By Jason Schwalm

Whenever Democrats speak about the war in Iraq, a collective moan sounds from the country at large. Time and experience have confirmed many of the left’s claims – weapons of mass destruction are noexistent and the exit strategy was poorly conceived – but the public just doesn’t want to hear about it. However much we distrust politicians, few Americans are willing to condemn an ongoing war, one in which people still die.

An ethical investigation of the war in Iraq, reducible to the question, “Should we be there?” is fundamentally different than a strategic analysis of the war: “Now that we’re there, what should we do?” That Democrats conflate, confuse, and otherwise misalign moral questions and practical questions is their Achilles heel.

All the while, ever more terrifying truths about the manner in which our country has proceeded in this war are made known.

President Bush’s administration, fresh from its preposterous attempt to insist that we do not torture detainees while remaining unwilling to relinquish our legal right to do so, is now locked in a public relations battle to gain support for its program of wiretapping telephones without warrants. As this practice is a few years old, it seems that the adage, “It is easier to beg forgiveness than ask permission,” is never truer than in politics.

Our society rests proudly on a bedrock of patriotism. Almost every generation of Americans has sacrificed for a war effort. As we continually invest constitutionally questionable war powers in the executive branch, our generation’s sacrifices are intangible, but monumental. We have made them in the name of victory. But what does victory in the war in Iraq, and the war on terror, look like?

Dismissing any call for a clear plan of action as defeatism is lazy and absurd. Replacing the claim that a Democrat is defeatist or un-American with the playground expletive “Your mom,” would give a rough idea of the kinds of rhetorical techniques employed by this administration.

Meanwhile, the president’s recently released “Plan for Victory” included no clear statement of the criteria that must be met for power to be relinquished to the newly formed Iraqi government. “We’ll stay until the job is done” is not a specific political event. Even if such a state of affairs occurs in Iraq, the war on terror will still rage on – and so will the wartime behavior of our country’s government.

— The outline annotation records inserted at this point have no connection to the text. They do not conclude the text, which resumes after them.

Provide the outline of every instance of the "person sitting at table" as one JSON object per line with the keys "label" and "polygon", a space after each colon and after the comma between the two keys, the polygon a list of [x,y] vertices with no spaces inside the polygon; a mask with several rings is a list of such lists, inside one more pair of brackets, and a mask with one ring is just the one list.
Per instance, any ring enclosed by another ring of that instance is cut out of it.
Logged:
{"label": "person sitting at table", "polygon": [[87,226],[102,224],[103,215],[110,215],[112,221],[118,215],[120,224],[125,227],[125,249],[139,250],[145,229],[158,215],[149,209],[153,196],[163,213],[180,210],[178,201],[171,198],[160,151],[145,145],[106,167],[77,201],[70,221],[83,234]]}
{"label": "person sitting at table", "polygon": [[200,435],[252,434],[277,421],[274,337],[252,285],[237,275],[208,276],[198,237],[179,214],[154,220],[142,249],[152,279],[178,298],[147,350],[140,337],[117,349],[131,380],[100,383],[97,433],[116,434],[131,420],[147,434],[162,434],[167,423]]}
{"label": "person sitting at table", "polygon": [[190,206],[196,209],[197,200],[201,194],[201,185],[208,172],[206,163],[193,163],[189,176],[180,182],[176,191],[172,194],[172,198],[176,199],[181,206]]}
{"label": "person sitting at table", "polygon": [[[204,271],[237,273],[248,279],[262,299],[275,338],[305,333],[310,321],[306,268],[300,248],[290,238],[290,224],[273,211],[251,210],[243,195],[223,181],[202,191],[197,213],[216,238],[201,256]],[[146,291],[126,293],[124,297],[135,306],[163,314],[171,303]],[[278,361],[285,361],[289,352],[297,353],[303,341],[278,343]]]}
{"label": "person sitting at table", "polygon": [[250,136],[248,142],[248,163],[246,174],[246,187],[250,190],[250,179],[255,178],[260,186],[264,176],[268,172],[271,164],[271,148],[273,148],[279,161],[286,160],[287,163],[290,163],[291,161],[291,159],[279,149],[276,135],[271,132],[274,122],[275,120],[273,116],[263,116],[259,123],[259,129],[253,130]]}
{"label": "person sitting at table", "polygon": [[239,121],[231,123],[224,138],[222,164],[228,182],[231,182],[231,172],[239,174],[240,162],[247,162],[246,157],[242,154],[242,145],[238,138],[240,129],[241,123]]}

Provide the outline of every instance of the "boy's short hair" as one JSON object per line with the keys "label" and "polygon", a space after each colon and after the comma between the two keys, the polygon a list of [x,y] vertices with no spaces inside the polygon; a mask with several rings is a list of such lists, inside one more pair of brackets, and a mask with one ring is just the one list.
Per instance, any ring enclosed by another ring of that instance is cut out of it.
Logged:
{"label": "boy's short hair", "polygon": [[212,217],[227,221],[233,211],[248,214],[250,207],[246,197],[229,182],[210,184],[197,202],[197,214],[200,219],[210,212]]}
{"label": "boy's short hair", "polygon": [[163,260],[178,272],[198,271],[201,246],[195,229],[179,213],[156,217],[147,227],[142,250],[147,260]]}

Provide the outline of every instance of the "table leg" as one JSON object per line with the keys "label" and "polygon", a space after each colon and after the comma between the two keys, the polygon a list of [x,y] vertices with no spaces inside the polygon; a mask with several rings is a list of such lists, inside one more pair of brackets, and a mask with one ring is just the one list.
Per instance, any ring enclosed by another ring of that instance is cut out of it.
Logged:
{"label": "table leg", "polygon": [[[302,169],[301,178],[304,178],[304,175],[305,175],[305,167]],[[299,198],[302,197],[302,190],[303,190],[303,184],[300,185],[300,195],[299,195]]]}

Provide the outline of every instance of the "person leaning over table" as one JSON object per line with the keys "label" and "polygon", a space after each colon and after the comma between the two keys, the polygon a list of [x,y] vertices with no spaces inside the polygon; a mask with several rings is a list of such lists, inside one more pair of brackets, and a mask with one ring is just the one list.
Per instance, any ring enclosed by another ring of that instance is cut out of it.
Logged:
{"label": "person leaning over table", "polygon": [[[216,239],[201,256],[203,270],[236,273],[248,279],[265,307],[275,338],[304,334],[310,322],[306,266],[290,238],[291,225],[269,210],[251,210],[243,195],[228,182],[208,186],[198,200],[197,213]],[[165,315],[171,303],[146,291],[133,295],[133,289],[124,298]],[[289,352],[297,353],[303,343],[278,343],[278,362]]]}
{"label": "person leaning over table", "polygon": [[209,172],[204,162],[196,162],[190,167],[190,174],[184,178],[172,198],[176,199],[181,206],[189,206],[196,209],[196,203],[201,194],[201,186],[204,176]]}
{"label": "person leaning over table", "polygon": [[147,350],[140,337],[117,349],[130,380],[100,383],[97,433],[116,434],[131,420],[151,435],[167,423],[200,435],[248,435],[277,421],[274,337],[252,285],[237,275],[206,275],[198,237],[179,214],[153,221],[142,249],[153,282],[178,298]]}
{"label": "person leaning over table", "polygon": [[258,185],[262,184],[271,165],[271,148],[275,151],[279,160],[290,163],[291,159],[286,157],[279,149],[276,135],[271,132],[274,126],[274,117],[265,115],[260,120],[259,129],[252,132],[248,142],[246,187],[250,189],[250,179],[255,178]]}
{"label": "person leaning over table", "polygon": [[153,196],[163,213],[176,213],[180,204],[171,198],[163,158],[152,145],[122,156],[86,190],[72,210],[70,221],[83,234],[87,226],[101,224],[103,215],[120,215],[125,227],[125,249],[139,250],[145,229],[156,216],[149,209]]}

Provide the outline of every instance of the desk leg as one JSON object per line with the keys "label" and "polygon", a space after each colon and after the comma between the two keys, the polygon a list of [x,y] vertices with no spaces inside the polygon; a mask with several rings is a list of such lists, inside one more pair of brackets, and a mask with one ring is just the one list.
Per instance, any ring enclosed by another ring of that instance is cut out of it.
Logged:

Ultimately, terrorism is a strategy employed by non-state actors who believe that the imbalance of power and military might between their group and their enemies precludes traditional warfare. Contrary to this administration’s inspiring slogans, war can’t be waged on a condition or a technique. Like our war on drugs, poverty or crime, there is no such thing as victory in a war on terror. There is no point at which terror, a centuries-old idea, will simply disappear. A McDonald’s in Mecca will not change the reality of terrorism, or the impulse of certain fringe and extremist groups to direct violence at noncombatants.

And so, the Democrats’ critique should be easy to understand: How can we be asked to sacrifice in the name of a war that appears perpetual? Surely no one is willing to concede such authority to a single branch of the government indefinitely. Without a clear criteria for victory, this administration’s policies appear to be nothing more than naked power grab.

The president has replaced due process with his personal judgment and that of his administration. Even for those who trust President Bush completely, what happens three years from now when someone else is at the helm of such considerable power? Bravo to Democratic and Republican congresspersons for their reticence in further extending the Patriot Act without careful examination. However necessary those provisions might be, they are useless unless we know what, specifically, we are fighting for, and when the fight will end.